I've placed my hbase-site.xml with the correct remote host information on $SPARK_HOME/conf/ directory of my custom spark image. I've tested that the connection can be made from the kubernetes to hbase by running a kubernetes pod deployment with the custom spark image with a command this command to keep it up and running in the yaml:
command: ["sleep"]
args: ["infinity"]
Then, I remote in to this pod through kubectl exec -it <pod> bash
. Here, I run the exact same script through spark-submit that I use to read from HBase in Spark standalone local mode and I'm able to successfully read from HBase. The method I'm using to connect to HBase from spark is through the shc connector.
When I run the exact same script, this time, with the spark-submit now pointing to the k8 cluster, it fails.
For some reason, the hbase-site.xml is ignored and the driver and executor pods look for zookeeper through localhost:2181.

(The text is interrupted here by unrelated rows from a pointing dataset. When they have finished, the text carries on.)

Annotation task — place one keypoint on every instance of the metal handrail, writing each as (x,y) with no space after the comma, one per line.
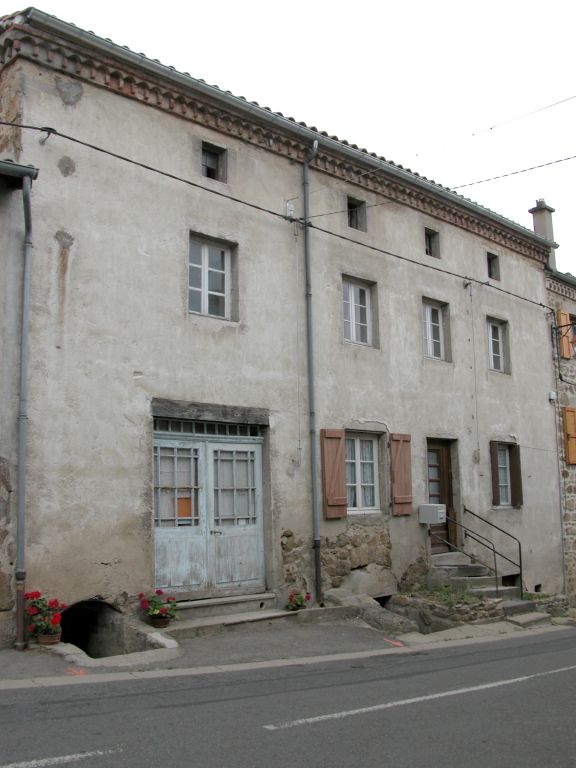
(506,533)
(478,538)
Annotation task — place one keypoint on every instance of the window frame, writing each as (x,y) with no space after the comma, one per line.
(352,336)
(356,213)
(505,458)
(493,265)
(357,462)
(205,270)
(503,354)
(431,243)
(443,326)
(219,155)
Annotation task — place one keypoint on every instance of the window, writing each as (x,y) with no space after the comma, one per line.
(498,346)
(186,490)
(209,278)
(569,422)
(435,329)
(432,243)
(357,307)
(362,473)
(506,474)
(493,265)
(566,330)
(213,162)
(356,214)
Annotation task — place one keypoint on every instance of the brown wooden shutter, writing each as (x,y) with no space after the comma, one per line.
(515,476)
(569,418)
(564,334)
(332,443)
(401,461)
(494,471)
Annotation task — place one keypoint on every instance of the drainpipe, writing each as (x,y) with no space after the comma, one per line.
(311,388)
(21,176)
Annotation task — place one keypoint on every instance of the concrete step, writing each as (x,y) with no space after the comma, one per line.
(530,619)
(214,624)
(221,606)
(506,593)
(449,559)
(515,607)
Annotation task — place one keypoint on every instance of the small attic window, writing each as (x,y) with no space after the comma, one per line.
(493,264)
(356,214)
(213,162)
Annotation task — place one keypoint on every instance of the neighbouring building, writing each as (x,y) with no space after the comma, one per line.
(562,298)
(254,350)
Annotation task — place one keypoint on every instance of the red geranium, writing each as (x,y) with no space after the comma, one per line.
(45,614)
(158,604)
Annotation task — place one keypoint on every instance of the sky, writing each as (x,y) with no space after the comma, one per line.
(458,91)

Inside the deployment pod, I use the two commands to test:
Spark local mode connecting to HBase cluster from outside Kubernetes
spark-submit \
--jars=/hbase-jars/* \
--files=gs://<project>/dependencies/hbase-site.xml \
gs://<project>/dependencies/test-read.py
hbase-jars are where shc and relevant hbase jars are stored. I've placed my hbase-site.xml on the gcs for ease of testing. This test is able to return a read from hbase.

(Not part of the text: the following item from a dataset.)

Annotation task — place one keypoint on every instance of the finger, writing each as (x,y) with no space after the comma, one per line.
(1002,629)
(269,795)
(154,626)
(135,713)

Spark kubernetes submission:
--master k8s://https://<ip> \
--deploy-mode cluster \
--conf spark.driver.memory=2G \
--conf spark.executor.memory=2G \
--conf spark.executor.instances=2 \
--conf spark.kubernetes.executor.request.cores=1 \
--conf spark.kubernetes.namespace=default \
--conf spark.authenticate.driver.serviceAccountName=default \
--conf spark.kubernetes.container.image=gcr.io/<project>/spark-hbase:latest \
--jars=/hbase-jars/* \
--files=gs://<project>/dependencies/hbase-site.xml \
gs://<project>/dependencies/test-read.py
Returns the errors from above. I've also connected to the running driver and executor pod to run a local spark-submit and get the same errors I do when I run the spark-submit for Kubernetes
Is there some sort of environment variable that I need to set in order for the driver and executor pods to successfully read the hbase-site.xml? Am I supplying the hbase-site.xml incorrectly in the spark-submit? Help is greatly appreciated!